Economie & emploi

Impôts : à Metz, l’OGBL s’inquiète pour le Grand Duché, et pour les frontaliers français

Le syndicat luxembourgeois OGBL a tiré la sonnette d’alarme lors d’une conférence de presse organisée le 23 mai 2022 à Metz, au sujet de l’emploi frontalier français, en raison notamment de « l’interprétation que fait le fisc français de la nouvelle convention fiscale entre la France et le Luxembourg, qui pourrait conduire à une double imposition des travailleurs frontaliers » dès son application en 2023.

L’OGBL en conférence de presse à Metz le 23 mai 2022. De gauche à droite : Jacques DELACOLETTE (responsable frontaliers), Bernard ZANARDELLI (section de Volmerange-lès-Mines), Christian SIMON-LACROIX (responsable frontaliers français), Frédéric KRIER (bureau exécutif), Jean-Marie DRIOBISZ (section Thionville Metz)

L’explication, particulièrement technique sur la méthode de calcul, ne permet pas de définir un profil type pour les frontaliers touchés, mais elle conduit au constat suivant :

« Sur les 110.000 frontaliers français en activité au Luxembourg, 30.000 à 50.000, entre un tiers et la moitié, pourraient être confrontés à une hausse d’impôts allant de 300€ à 7000€ selon le cas »

Christian SIMON-LACROIX, responsable frontaliers français au sein du syndicat luxembourgeois OGB-L

Une situation qui ne touchera, selon le syndicat, qu’assez peu les salaires les plus bas, idem pour les plus élevés. Par contre les salaires du milieu de la grille, tous profils confondus devraient passer à la caisse : célibataires mais surtout personnes mariées, ces derniers étant les plus touchés si l’un des deux conjoints travaille en France.

Une double-peine fiscale en raison du système des impôts mondiaux, appliquée sur des barèmes de calcul différents entre les deux pays.

Et tout ceci ne prend pas en compte les effets de bord dont il faudra tenir compte, notamment sur les seuils d’aide poussant les frontaliers à sortir leur calculette.

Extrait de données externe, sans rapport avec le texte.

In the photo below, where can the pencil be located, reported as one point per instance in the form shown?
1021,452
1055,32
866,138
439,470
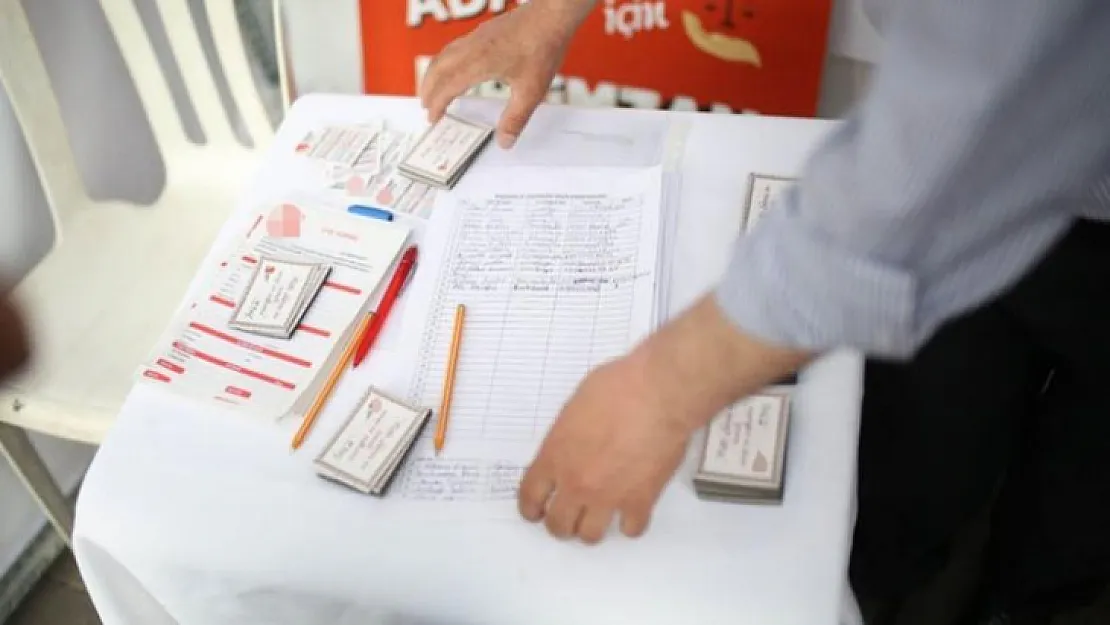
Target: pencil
448,381
333,377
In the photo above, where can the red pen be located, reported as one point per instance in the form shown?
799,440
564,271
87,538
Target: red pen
392,293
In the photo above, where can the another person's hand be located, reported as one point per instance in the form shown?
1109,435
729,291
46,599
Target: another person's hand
522,48
624,433
611,452
14,348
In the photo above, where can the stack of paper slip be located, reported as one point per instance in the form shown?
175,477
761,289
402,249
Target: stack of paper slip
443,153
203,355
372,444
367,169
744,459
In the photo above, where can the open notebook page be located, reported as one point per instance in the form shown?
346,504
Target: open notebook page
557,270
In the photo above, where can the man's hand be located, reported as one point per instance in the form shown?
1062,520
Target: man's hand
14,348
522,48
624,433
612,451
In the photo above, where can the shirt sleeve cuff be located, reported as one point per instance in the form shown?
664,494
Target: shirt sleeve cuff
794,288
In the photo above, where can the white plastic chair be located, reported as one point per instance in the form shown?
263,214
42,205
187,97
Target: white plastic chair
101,298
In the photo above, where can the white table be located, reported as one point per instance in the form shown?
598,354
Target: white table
191,516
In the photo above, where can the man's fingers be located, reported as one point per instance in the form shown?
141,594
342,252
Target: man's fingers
635,516
563,516
522,103
448,79
535,490
594,524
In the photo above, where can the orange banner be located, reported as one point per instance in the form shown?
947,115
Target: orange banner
756,56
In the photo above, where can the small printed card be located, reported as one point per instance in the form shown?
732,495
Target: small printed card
372,444
745,451
339,144
762,191
278,295
442,154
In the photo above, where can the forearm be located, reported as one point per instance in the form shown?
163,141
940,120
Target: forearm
981,135
700,363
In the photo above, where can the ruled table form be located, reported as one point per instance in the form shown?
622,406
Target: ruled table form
557,270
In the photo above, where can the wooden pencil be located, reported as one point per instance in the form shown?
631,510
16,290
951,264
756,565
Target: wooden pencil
448,381
333,377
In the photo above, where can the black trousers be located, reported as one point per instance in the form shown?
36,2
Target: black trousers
1011,400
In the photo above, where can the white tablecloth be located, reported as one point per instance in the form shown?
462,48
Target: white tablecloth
193,516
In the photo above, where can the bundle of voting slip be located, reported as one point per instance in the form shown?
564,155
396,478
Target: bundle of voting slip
278,295
373,443
444,151
744,459
390,168
229,344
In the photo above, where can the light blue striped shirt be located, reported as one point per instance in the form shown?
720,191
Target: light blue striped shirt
985,133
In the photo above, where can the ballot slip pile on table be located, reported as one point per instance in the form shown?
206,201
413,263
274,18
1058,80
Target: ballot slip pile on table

En organisant cette conférence de presse, l’OGBL compte bien forcer les candidats lorrains aux prochaines élections législatives à prendre position sur le sujet, et une fois élus, à mettre le sujet sur la table pour forcer le gouvernement français à arrondir les angles de l’interprétation faite par Bercy, d’une nouvelle convention d’abord destinée à lutter contre l’évasion fiscale, mais dont les frontaliers et les retraités de la classe moyenne feraient donc aussi les frais.

L’OGBL a donc organisé une manifestation à Metz ce 23 mai 2022, un rassemblement accueilli par les trombes d’eau d’un orage qui aura même fait faire demi-tour à un bus de frontaliers venus porter le sujet de leurs revendications sur la place de la comédie.

L’attractivité du Luxembourg affaiblie côté français

Au-delà de ce risque avéré de baisse du pouvoir d’achat des travailleurs frontaliers français, d’autres facteurs touchant à l’attractivité du Grand Duché de Luxembourg ont été pointés du doigt par le syndicat tels que la récente » « manipulation » de l’index (report) ou encore les problèmes d’accès et de temps de trajet vers le Luxembourg, qui n’ont jamais été traités en profondeur avec les partenaires français.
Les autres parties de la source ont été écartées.